Read Ephesians 2:4-5. What do we bring to the table? What does God bring?
For those of us who have been Christians a long time, it is easy to merge the work of God in our lives and the work we feel like we have done for him. How might you have felt like God owes you for something, that you have accomplished more than you have, or that you are in some way better than other people? How does this passage refute that?
As believers, we can’t let this become old news for us. How will you keep remembering what God has done for you? What disciplines do you already have in place in your life to remember?
Where do you feel powerless, stuck, or not compelled to tell people about Jesus because you aren’t living in your new nature as a believer? What does it look like for you to make choices in obedience and faithfulness to Christ?
What new understanding from this passage do you have about being united with Christ? What is one way that you are experiencing the power of God being alive in you?
We are born with a sinful nature, unable to rescue ourselves.
Ephesians 2 lays out for us the journey from spiritual death to spiritual life.
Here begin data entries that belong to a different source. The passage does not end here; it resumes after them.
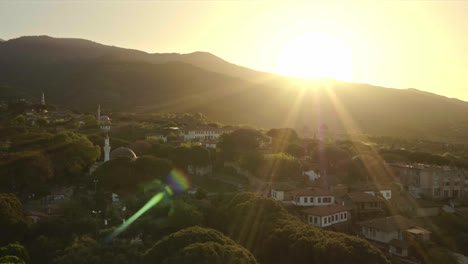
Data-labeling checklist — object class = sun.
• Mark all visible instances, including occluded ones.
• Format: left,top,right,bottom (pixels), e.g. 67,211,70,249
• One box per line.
276,32,353,81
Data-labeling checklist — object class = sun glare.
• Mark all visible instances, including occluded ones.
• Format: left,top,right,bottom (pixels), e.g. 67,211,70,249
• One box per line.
276,32,353,81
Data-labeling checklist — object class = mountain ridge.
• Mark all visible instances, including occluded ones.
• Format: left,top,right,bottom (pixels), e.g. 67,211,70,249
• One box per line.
1,35,468,142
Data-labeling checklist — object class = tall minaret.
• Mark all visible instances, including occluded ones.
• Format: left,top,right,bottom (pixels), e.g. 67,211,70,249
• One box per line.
41,92,45,105
97,104,101,121
103,134,111,162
While it is easy for us to identify the “unacceptable” forms of spiritual death—murder, abandoning your family, gossip, etc., we have also created “acceptable” forms of spiritual death in our affluent culture: you can be religious, educated, and successful by the world’s standards yet still be just as dead as the person who has no concept of God. The selfishness, pride, and separation from Christ are still the same.
According to Ephesians 2, we are dead in sin when we are born. It is only after trusting in Christ and receiving a new nature that we have a choice of which passions and desires to follow: those of our old, sinful nature or of our new redeemed nature.
Our sin is not on the outside; it’s on the inside, It isn’t just something you do, it is who you are. You can’t rescue yourself from who you are—you need Jesus.
If you have been a follower of Christ a long time, you might find yourself wrongly feeling entitled because of your work and faithfulness over many years. Faithfulness is not the same as regeneration.
Our union with Christ is not just a side-by-side connection; we are in him, and he is in us. We cannot be separated.
Part of our salvation is not about us at all but about revealing God’s great generosity towards us.